By twos and threes they came forward from the darkness, taking up positions in the center of the ring only a few yards from the jugglers. As they did so they swiftly shifted forms, so that six of them now wore the look of bulky shaggy Skandars, and one was small and lithe and much like Carabella, and one had Sleet’s compact form, and one, yellow-haired and tall, wore the image of Valentine. There was nothing playful about this donning of the jugglers’ bodies: to Valentine it seemed ominous, mocking, distinctly threatening, and when he looked to the side at the non-performing members of the troupe he saw Autifon Deliamber making worried gestures with his tentacles, Vinorkis scowling, and Lisamon Hultin rocking evenly back and forth on the bal
ls of her feet as if readying herself for combat.
Zalzan Kavol looked disconcerted also by this development.
"Continue," he said in a ragged tone. "We are here to perform for them."
"I think," said Valentine, "we are here to amuse them, but not necessarily as performers."
"Nevertheless, we are performers, and we will perform."
He gave a signal and launched, with his brothers, into a dazzling interchange of multitudinous sharp and dangerous objects. Sleet, after a moment’s hesitation, scooped up a handful of clubs and began to throw them in cascades, as did Carabella. Valentine’s hands were chilled; he felt no willingness in them to juggle.
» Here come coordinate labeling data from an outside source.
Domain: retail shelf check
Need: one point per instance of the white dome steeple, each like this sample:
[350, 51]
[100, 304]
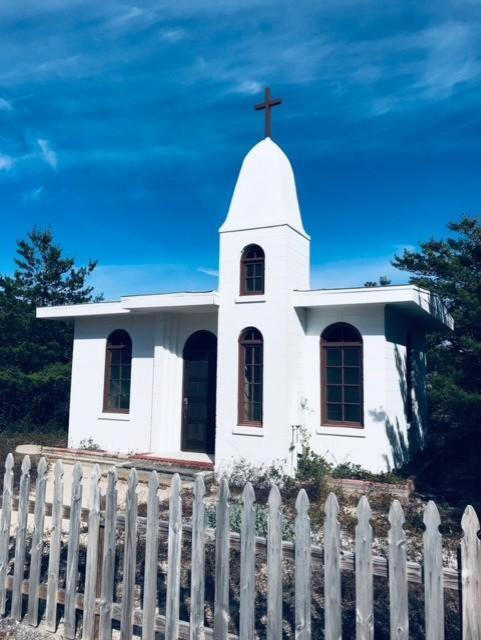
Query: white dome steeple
[265, 193]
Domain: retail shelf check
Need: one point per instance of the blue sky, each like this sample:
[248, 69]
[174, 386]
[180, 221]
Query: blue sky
[123, 126]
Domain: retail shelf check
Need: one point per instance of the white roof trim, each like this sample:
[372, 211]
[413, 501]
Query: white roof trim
[128, 304]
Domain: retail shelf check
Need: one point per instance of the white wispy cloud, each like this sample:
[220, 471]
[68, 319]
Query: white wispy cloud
[49, 155]
[210, 272]
[33, 195]
[6, 162]
[114, 280]
[172, 35]
[249, 87]
[5, 105]
[354, 273]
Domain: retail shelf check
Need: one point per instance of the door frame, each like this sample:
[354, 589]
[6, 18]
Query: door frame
[212, 392]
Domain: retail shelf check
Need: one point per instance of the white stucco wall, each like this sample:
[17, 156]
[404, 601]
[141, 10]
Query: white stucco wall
[154, 420]
[113, 432]
[286, 268]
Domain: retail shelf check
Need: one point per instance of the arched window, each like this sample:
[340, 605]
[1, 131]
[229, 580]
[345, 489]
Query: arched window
[252, 271]
[118, 360]
[251, 365]
[341, 376]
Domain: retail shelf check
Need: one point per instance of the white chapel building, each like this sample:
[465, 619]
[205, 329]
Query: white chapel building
[254, 370]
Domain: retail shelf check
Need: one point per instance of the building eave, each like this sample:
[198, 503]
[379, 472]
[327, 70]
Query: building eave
[410, 298]
[186, 301]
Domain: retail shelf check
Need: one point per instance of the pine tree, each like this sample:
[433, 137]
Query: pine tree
[35, 355]
[452, 269]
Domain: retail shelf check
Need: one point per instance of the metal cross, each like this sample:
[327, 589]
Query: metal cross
[267, 105]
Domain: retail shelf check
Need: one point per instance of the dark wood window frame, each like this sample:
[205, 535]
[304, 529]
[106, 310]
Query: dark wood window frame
[119, 343]
[409, 378]
[252, 275]
[344, 346]
[251, 375]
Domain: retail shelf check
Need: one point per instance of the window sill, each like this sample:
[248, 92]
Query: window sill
[248, 431]
[122, 417]
[250, 299]
[351, 432]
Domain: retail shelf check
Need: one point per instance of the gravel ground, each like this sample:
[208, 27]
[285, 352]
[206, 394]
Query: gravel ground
[11, 630]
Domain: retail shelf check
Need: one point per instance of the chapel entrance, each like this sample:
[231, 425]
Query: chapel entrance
[199, 391]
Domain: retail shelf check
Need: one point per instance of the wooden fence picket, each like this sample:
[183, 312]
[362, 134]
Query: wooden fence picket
[364, 579]
[274, 566]
[5, 523]
[398, 584]
[73, 552]
[197, 586]
[471, 575]
[88, 628]
[54, 551]
[174, 561]
[151, 559]
[108, 560]
[247, 565]
[222, 569]
[433, 574]
[303, 567]
[21, 540]
[332, 570]
[98, 595]
[130, 556]
[37, 542]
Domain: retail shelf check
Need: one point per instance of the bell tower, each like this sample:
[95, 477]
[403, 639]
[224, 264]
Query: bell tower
[264, 214]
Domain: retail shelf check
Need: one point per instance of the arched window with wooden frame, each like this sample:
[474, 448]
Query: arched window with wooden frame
[251, 377]
[118, 367]
[252, 271]
[341, 376]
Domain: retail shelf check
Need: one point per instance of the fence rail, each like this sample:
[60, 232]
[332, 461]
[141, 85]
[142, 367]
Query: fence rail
[95, 531]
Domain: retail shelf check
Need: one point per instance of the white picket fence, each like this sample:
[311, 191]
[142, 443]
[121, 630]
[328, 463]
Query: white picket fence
[99, 609]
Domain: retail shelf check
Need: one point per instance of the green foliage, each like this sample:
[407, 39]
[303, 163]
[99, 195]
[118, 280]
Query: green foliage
[383, 281]
[260, 476]
[312, 467]
[88, 444]
[356, 472]
[35, 355]
[452, 269]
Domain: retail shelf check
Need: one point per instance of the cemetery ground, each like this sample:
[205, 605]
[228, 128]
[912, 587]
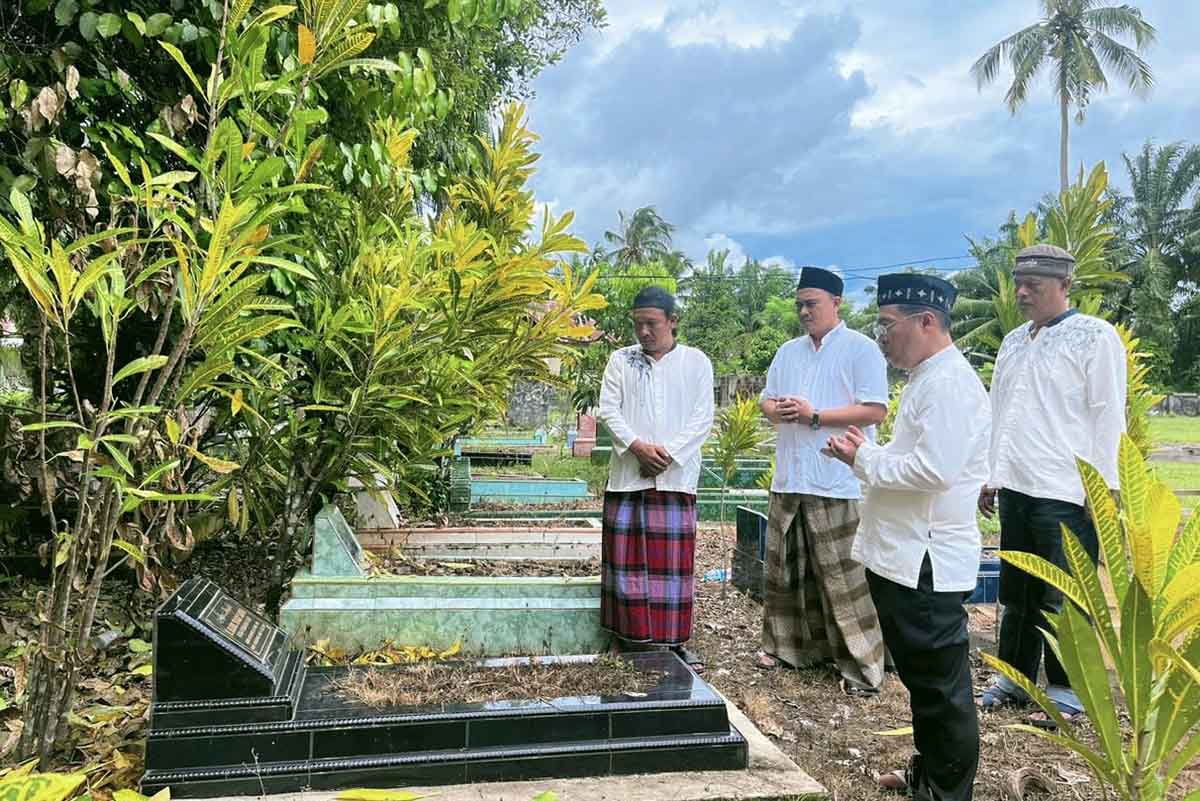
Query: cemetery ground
[829, 735]
[834, 738]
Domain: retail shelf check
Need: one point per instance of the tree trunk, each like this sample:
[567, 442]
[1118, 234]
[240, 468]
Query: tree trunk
[1062, 140]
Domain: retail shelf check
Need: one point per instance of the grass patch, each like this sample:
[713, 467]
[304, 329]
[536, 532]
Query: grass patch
[1181, 475]
[433, 682]
[553, 465]
[1170, 429]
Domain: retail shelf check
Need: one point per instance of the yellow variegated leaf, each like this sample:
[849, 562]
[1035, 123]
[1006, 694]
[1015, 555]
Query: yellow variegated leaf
[173, 431]
[215, 464]
[40, 787]
[1108, 528]
[1049, 573]
[307, 44]
[131, 549]
[1187, 548]
[1163, 522]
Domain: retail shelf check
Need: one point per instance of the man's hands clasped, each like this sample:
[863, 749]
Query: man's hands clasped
[845, 447]
[795, 410]
[652, 459]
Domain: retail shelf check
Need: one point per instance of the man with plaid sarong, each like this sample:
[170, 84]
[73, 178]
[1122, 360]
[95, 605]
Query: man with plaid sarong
[817, 607]
[657, 402]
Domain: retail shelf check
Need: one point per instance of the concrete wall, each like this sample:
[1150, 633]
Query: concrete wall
[729, 387]
[1187, 405]
[531, 403]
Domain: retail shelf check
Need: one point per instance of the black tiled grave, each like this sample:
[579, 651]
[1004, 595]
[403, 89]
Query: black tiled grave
[292, 732]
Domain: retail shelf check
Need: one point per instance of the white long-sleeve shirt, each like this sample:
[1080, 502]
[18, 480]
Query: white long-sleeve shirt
[922, 487]
[847, 368]
[1054, 397]
[665, 402]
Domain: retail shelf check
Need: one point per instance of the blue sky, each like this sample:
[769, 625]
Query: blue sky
[828, 132]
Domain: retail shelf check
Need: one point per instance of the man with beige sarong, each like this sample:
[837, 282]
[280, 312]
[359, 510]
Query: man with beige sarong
[817, 606]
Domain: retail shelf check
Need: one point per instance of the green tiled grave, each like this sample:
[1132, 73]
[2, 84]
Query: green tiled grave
[485, 615]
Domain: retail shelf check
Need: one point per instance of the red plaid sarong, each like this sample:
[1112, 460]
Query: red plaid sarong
[646, 577]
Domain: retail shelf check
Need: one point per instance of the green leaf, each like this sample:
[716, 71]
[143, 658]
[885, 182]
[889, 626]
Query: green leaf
[1135, 673]
[109, 25]
[88, 23]
[65, 12]
[131, 549]
[52, 423]
[121, 461]
[361, 794]
[139, 366]
[1079, 650]
[175, 53]
[157, 23]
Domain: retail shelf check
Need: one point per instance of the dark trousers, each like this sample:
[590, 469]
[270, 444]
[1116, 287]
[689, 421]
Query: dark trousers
[1033, 525]
[927, 633]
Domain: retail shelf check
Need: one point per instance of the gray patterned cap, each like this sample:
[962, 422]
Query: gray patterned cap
[1044, 260]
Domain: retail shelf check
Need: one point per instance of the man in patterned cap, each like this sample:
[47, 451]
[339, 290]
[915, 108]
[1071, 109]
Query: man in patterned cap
[918, 537]
[1057, 392]
[816, 604]
[657, 401]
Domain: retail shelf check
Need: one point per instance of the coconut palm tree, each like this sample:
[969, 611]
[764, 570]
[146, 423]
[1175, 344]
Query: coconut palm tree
[1157, 222]
[641, 238]
[1075, 41]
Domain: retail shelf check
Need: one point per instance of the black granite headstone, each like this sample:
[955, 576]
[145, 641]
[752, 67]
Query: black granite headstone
[210, 648]
[237, 712]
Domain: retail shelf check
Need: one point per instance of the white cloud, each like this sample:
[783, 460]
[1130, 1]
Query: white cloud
[826, 132]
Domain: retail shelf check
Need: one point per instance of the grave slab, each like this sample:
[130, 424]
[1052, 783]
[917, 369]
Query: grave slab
[210, 738]
[484, 615]
[769, 776]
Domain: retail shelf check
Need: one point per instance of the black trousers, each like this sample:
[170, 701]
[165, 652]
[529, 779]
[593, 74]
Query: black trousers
[1032, 524]
[927, 633]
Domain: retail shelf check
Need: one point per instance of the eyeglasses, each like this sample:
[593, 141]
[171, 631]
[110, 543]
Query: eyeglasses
[882, 329]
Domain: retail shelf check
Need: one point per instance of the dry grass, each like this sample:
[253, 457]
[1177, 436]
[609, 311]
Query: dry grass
[400, 564]
[834, 736]
[439, 682]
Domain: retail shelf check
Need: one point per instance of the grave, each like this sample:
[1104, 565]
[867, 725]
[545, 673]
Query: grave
[708, 503]
[750, 552]
[527, 491]
[485, 615]
[537, 439]
[745, 476]
[237, 712]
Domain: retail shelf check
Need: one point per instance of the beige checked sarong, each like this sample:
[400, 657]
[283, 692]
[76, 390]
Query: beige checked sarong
[817, 604]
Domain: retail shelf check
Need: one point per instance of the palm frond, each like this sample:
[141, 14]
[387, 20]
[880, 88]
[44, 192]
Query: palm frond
[1125, 60]
[1119, 20]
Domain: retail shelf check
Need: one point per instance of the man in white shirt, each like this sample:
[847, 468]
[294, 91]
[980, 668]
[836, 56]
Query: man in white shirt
[816, 604]
[657, 402]
[918, 537]
[1057, 392]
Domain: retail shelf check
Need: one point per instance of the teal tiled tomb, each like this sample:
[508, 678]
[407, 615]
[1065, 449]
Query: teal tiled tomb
[339, 601]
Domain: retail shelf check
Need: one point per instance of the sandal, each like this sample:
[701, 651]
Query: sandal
[690, 657]
[1071, 712]
[765, 661]
[856, 690]
[997, 697]
[895, 782]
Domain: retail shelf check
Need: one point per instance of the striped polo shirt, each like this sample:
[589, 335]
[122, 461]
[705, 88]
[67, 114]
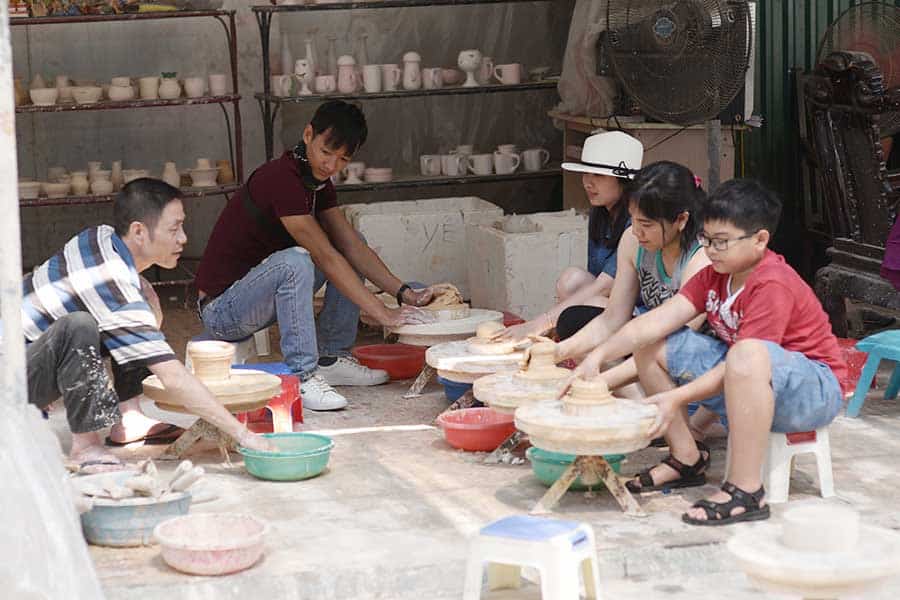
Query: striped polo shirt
[95, 273]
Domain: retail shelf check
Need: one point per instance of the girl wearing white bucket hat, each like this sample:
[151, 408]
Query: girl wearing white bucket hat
[609, 161]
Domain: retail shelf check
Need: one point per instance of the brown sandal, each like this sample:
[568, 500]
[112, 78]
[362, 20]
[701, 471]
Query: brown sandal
[689, 475]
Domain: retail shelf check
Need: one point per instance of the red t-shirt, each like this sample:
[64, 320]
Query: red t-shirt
[238, 243]
[775, 304]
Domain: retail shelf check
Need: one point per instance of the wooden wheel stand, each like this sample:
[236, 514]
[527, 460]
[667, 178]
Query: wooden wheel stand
[239, 390]
[592, 470]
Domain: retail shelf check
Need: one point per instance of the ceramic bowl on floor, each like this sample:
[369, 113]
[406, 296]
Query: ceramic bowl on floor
[476, 429]
[87, 94]
[211, 543]
[299, 456]
[44, 96]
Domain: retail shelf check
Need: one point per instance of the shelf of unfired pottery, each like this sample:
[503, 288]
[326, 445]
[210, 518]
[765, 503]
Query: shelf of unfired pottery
[128, 104]
[189, 192]
[420, 181]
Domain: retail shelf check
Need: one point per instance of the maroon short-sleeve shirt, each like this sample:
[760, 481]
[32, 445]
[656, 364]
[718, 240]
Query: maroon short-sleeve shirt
[238, 242]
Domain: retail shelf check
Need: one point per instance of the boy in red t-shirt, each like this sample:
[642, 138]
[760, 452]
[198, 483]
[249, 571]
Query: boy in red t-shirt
[776, 360]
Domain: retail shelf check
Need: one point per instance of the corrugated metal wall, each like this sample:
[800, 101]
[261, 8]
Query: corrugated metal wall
[789, 32]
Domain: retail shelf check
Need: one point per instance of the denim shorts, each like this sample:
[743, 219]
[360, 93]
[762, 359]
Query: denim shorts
[807, 394]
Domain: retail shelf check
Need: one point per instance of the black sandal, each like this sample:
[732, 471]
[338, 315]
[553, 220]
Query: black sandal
[719, 513]
[689, 475]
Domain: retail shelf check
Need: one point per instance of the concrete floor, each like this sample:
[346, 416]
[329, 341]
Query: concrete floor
[390, 517]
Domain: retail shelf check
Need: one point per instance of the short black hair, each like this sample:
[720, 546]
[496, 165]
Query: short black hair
[745, 203]
[343, 124]
[142, 200]
[663, 190]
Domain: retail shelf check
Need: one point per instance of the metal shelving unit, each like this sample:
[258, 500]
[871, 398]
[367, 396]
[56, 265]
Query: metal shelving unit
[270, 104]
[227, 19]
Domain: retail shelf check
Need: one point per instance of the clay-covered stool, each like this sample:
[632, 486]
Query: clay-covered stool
[883, 345]
[560, 550]
[283, 410]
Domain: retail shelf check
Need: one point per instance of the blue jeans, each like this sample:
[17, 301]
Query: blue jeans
[807, 394]
[280, 289]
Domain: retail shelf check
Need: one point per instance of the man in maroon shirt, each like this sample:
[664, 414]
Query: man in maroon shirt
[280, 238]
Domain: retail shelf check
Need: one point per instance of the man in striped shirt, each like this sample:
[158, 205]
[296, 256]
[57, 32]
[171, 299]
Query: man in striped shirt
[87, 300]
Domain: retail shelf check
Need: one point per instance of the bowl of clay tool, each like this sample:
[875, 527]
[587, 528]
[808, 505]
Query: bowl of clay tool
[401, 361]
[298, 456]
[212, 543]
[549, 466]
[453, 389]
[476, 429]
[130, 521]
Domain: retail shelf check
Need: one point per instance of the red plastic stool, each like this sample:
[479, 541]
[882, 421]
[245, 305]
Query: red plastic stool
[282, 411]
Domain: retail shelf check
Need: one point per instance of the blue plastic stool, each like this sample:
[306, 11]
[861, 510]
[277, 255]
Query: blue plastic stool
[884, 345]
[563, 551]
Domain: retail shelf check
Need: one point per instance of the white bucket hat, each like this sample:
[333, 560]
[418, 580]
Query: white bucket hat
[613, 153]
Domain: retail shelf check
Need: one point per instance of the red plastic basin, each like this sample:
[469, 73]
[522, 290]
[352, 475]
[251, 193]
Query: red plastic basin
[476, 429]
[401, 361]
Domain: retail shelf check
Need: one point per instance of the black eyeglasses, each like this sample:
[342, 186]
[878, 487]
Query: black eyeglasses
[720, 244]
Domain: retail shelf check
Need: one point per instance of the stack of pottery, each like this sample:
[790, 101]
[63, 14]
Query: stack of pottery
[204, 174]
[120, 89]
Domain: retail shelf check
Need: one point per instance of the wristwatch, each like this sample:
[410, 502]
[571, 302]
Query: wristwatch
[402, 289]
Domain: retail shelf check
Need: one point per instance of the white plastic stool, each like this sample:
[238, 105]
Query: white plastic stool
[779, 462]
[559, 550]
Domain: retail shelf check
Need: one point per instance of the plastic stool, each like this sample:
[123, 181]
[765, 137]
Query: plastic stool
[285, 409]
[558, 549]
[884, 345]
[779, 461]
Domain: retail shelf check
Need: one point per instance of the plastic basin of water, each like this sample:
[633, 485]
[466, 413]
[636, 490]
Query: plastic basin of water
[476, 429]
[299, 456]
[401, 361]
[127, 522]
[211, 543]
[549, 466]
[453, 389]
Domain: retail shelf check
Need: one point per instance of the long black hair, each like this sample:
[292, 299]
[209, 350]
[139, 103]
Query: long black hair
[663, 190]
[600, 221]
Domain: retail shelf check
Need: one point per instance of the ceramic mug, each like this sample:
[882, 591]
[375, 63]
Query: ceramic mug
[510, 74]
[354, 172]
[481, 164]
[535, 159]
[430, 164]
[194, 87]
[453, 165]
[326, 84]
[486, 71]
[433, 78]
[218, 85]
[149, 87]
[392, 74]
[505, 164]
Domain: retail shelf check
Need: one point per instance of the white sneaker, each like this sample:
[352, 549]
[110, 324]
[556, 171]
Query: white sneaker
[346, 371]
[318, 395]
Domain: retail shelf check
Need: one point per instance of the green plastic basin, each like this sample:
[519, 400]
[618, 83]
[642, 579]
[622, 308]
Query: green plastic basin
[299, 456]
[549, 466]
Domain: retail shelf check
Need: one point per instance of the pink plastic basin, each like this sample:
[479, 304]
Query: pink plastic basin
[401, 361]
[211, 543]
[476, 429]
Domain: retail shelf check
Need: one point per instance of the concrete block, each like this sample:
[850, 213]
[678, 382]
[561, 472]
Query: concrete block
[423, 240]
[513, 263]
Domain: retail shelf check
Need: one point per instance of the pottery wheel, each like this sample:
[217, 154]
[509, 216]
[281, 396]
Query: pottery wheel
[766, 560]
[505, 392]
[618, 428]
[244, 390]
[431, 334]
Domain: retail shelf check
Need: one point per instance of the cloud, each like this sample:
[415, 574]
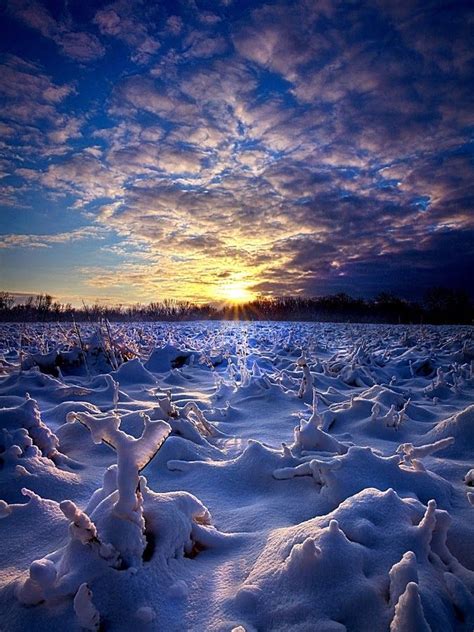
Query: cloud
[303, 148]
[119, 20]
[47, 240]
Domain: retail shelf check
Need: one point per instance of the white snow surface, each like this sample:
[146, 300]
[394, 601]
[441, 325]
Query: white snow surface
[236, 476]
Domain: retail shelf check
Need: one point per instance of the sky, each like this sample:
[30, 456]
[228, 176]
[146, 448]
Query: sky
[206, 150]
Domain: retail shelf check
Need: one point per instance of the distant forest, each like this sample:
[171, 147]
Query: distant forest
[439, 305]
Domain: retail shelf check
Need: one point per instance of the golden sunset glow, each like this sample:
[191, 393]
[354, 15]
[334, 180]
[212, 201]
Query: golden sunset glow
[236, 293]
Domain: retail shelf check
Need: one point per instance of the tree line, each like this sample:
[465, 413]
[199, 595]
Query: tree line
[438, 306]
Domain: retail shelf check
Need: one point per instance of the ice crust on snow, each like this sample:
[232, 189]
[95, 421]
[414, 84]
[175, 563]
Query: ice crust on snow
[237, 476]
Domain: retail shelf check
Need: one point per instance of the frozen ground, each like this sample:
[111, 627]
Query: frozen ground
[220, 476]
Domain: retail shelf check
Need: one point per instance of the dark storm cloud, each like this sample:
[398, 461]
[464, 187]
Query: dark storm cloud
[315, 147]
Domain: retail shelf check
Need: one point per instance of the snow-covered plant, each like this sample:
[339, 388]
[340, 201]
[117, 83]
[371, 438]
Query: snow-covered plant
[307, 379]
[410, 452]
[87, 614]
[132, 454]
[124, 525]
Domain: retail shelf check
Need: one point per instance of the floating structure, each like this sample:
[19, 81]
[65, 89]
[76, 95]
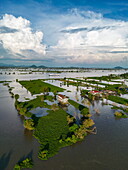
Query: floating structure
[62, 99]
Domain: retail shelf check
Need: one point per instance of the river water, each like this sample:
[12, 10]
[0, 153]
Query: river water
[107, 150]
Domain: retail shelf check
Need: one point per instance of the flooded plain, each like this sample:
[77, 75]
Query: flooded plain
[107, 150]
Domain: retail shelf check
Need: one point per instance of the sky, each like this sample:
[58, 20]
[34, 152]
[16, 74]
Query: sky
[87, 33]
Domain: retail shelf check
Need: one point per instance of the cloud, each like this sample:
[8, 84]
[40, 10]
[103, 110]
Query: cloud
[92, 38]
[17, 36]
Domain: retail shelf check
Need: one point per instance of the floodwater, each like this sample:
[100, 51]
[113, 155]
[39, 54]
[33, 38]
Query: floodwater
[107, 150]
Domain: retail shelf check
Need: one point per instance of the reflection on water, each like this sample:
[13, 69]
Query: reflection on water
[39, 112]
[107, 150]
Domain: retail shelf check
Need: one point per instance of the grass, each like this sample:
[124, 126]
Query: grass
[49, 131]
[118, 99]
[120, 108]
[38, 86]
[120, 115]
[84, 110]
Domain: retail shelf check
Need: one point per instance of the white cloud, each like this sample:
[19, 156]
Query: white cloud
[92, 38]
[23, 38]
[73, 37]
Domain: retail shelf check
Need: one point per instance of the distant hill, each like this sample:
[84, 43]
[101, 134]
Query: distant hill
[22, 66]
[118, 67]
[6, 65]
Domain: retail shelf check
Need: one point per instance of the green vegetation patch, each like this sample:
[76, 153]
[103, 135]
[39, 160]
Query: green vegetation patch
[84, 110]
[118, 99]
[49, 131]
[120, 115]
[24, 108]
[38, 86]
[27, 163]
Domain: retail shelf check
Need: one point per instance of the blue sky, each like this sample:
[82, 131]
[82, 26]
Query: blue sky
[64, 33]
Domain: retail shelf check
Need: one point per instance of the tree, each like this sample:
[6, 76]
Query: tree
[29, 124]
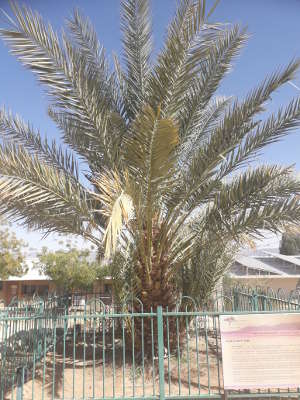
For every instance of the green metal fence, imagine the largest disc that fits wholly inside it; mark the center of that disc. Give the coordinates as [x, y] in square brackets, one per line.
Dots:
[50, 350]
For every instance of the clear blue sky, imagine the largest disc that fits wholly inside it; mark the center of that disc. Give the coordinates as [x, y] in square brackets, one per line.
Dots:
[273, 24]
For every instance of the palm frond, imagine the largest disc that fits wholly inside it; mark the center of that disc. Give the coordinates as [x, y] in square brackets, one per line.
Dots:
[270, 131]
[116, 205]
[150, 153]
[188, 42]
[213, 67]
[137, 45]
[238, 122]
[64, 70]
[41, 196]
[14, 130]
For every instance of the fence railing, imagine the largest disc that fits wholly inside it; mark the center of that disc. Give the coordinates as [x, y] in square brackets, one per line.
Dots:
[50, 350]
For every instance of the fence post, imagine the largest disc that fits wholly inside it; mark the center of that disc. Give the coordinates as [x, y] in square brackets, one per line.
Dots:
[3, 359]
[160, 337]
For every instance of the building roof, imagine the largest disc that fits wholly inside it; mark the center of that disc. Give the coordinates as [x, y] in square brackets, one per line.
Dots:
[33, 274]
[290, 259]
[253, 263]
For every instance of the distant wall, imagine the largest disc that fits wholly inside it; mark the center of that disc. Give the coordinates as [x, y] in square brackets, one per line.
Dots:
[286, 283]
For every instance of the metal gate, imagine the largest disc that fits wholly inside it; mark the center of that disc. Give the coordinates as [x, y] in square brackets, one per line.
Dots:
[106, 352]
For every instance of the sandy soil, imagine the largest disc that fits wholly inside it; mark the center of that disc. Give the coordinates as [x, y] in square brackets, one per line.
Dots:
[87, 374]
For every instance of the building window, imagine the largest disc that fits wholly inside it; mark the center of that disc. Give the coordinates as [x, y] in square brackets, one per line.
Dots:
[30, 290]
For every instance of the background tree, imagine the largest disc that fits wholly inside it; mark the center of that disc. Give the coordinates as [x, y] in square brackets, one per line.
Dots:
[290, 243]
[71, 270]
[161, 151]
[12, 259]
The nine Metamorphs alongside them were beginning to juggle now too.
It was only counterfeit juggling, dream-juggling, with no true art or skill to it. It was mockery and nothing more. They held in their hands rough-skinned black fruits, and bits of wood, and other ordinary things, and threw them from hand to hand in a child’s parody of juggling, now and again failing to make even those simple catches and bending quickly to retrieve what they had dropped. Their performance aroused the audience as nothing that the true jugglers had done had managed to do. The Metamorphs now were humming — was this their form of applause? — and rocking rhythmically, and clapping hands to knees, and, Valentine saw, some of them were transforming themselves almost at random, taking on odd alternate forms, human or Hjort or Su-Suheris as the whim struck, or modeling themselves after the Skandars or Carabella or Deliamber. At one point he saw six or seven Valentines in the rows nearest him.
Performing was all but impossible in such a circus of distractions, but the jugglers clung grimly to their routines for some minutes more, doing poorly now, dropping clubs, missing beats, breaking up long-familiar combinations. The humming of the Metamorphs grew in intensity.
"Oh, look, look!" Carabella cried suddenly.
She gestured toward the nine mock jugglers, and pointed at the one who represented Valentine.